Her good, vigorous blood built up her courage during the night, but she was hardly a sweet and lovable companion in the days which followed. She (temporarily) hated Josie and feared Mrs. Thatcher. Thatcher himself, however, was her savior, for she would surely have gone home had it not been for him.

She had a notable set-to with the dressmaker.

"I won't come here again," she said, sullenly. "I don't want any dresses, I'm going home. I'm tired of being pulled and hauled."

The dressmaker was a brisk little Alsatian, with something of the French adroitness in her manner.

"O, my dear young friend! If you only knew! I am in despair! You have such a beautiful figure. You would give me such pleasure if I might but finish this lovely gown."

Rose looked at her from under a scowling prominent forehead. She had never been called beautiful before, at least not by one who was disinterested or a stranger, and she did not believe the woman.

The dressmaker passed her hands caressingly over the girl's splendid bust and side.

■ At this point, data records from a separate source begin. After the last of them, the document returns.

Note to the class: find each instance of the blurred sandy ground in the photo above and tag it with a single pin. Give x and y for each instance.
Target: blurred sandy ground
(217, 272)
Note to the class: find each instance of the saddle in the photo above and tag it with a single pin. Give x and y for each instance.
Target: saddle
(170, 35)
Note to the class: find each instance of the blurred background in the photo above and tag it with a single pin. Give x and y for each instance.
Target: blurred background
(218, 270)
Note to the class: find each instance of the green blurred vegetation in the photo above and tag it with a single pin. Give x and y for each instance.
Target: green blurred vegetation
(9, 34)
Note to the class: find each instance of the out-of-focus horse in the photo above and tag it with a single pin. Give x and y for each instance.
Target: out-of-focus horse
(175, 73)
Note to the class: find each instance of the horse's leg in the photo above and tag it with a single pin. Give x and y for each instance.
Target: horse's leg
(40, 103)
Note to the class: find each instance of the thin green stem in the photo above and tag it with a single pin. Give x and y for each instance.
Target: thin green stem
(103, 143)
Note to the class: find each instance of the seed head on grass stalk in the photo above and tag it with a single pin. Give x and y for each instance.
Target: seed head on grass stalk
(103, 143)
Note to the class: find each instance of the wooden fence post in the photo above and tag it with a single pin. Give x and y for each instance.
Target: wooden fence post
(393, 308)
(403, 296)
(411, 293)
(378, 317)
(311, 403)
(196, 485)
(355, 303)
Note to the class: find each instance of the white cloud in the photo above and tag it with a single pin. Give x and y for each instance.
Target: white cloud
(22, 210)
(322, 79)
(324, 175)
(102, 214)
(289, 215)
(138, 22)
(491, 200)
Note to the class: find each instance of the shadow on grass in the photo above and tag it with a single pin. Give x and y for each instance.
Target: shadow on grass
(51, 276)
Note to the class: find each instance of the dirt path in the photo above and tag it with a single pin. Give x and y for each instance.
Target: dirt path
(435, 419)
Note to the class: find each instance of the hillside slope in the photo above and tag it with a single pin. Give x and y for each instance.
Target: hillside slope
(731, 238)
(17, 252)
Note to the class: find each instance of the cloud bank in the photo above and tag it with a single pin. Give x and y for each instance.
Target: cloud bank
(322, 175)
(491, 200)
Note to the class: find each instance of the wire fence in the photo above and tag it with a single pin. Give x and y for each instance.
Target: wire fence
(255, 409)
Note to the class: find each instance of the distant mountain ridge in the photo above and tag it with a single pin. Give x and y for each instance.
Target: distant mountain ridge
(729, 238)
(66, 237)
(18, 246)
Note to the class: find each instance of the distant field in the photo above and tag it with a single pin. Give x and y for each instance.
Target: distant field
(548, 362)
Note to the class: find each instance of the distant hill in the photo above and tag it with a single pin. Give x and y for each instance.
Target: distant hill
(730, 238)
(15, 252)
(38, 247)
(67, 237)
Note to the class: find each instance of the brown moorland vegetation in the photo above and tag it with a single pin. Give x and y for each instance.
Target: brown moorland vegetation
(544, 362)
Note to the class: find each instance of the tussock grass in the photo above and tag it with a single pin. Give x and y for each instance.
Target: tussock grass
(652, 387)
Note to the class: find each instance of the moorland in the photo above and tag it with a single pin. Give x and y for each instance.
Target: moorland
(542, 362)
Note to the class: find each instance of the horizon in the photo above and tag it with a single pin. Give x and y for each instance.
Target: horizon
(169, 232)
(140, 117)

"Ah! I can make myself famous if I may but fit those lines."

Rose softened and put on the gown once more and silently permitted herself to be turned and turned about like a tin sign, while the little artist (which she was) went about with a mouth full of pins, gurgling, murmuring and patting. This was the worst of the worry, and the end of all the shopping was in sight.

The touch of soft flannels upon her flesh, the flow of ample and graceful gowns helped her at once. Her shoulders lifted and her bust expanded under properly cut and fitted garments. Quickly, unconsciously she became herself again, moving with large, unfettered movements. She dominated her clothing, and yet her clothing helped her. Being fit to be seen, she was not so much troubled by the faces of people who studied her.

It was wonderful to see how she took on (in the first few weeks) the graces and refinements of her new life. She met her schoolmates each day with added ease, and came at last to be a leader among them, just as in the home coulÉ. Her strength and grace and mastery they felt at once.

Her heart beat very hard and fast on the first day as she joined the stream of students moving toward the Central Hall. The maple trees were still in full leaf and blazing color. The sunlight was a magical cataract of etherealized gold, and the clouds were too beautiful to look at without a choking in the throat.

As she stepped over the deeply-worn stone sill, she thought of the thousands of other country girls whose feet had helped to wear that hollow, and her heart ached with unaccountable emotion.

Above her noisy feet clattered and bounded on the winding stairway, and careless voices resounded. She climbed in silence. In such wise she began to climb the way of knowledge, the way which has no returning foot-steps, and which becomes ever more lonely as the climber rises.